18. However, the particular method of equitable allocation is less important than its exercise. In my view, that task should be left to the WCJ, subject to this Court’s review. Montoya does not dictate the choice; Montoya dictates that there be a choice. I would affirm the WCJ for the manner in which he made that choice, seeking to bring sense and harmony to a chaotic situation.
19. For the foregoing reasons, being in the minority on this issue, I respectfully dissent.
. Taking judicial notice of this Court's own files, it is noteworthy that at the time Ms. Montoya settled with the third party for only $7500, she had received $88,000 in compensation benefits. The low settlement eliminated any realistic hope of reimbursement for those benefits.

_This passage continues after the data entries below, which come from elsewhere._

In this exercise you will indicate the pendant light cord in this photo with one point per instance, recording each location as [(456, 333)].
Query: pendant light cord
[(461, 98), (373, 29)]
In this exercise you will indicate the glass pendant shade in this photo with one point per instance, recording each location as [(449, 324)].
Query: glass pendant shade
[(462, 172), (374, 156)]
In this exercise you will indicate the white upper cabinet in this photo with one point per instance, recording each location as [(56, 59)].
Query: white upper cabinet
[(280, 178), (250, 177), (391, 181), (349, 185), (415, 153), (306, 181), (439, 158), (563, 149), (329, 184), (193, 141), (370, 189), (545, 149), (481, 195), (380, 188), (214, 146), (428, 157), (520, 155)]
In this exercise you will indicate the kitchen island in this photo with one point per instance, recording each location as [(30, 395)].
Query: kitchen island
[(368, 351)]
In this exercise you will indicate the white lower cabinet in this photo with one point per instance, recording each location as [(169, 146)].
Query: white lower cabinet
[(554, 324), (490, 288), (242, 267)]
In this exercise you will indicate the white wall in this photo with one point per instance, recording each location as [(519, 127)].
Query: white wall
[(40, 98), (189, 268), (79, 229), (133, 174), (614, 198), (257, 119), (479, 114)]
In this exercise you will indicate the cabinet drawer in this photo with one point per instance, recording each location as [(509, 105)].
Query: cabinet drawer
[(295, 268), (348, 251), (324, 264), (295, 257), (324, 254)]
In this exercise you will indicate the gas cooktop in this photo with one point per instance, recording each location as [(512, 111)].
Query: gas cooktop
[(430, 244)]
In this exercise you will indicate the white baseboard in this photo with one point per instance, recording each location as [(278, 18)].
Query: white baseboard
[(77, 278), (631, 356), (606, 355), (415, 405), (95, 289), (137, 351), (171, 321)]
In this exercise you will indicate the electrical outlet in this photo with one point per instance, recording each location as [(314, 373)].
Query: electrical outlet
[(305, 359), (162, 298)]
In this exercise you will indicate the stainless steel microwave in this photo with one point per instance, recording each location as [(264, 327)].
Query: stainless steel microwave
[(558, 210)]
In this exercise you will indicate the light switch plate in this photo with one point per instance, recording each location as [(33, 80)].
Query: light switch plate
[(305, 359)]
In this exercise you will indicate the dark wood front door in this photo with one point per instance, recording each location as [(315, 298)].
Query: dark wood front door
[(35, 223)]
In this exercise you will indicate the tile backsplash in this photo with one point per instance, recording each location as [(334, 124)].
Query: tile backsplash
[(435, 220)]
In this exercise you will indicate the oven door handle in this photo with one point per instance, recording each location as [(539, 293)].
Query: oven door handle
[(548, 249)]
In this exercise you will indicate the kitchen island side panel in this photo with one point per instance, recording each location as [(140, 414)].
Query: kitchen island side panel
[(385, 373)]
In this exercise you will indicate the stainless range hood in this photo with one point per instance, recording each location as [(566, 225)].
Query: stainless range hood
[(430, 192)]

. There is an indication in the record that Worker may have received almost $149,000 by July 9, 1995, based on an ongoing order of temporary total disability benefits dating from July 9, 1987. This includes $24,969.13 in medical expenses paid by Employer. The compensation order awarded temporary total disability until further order of the court and nothing in the record or the briefs indicates that the compensation order has been modified or superseded. However, there is another reference in the record that the claim is for $52,163. Either way, the majority opinion will leave Worker with little or nothing for having undertaken the risk and the labor of the third-party tort litigation.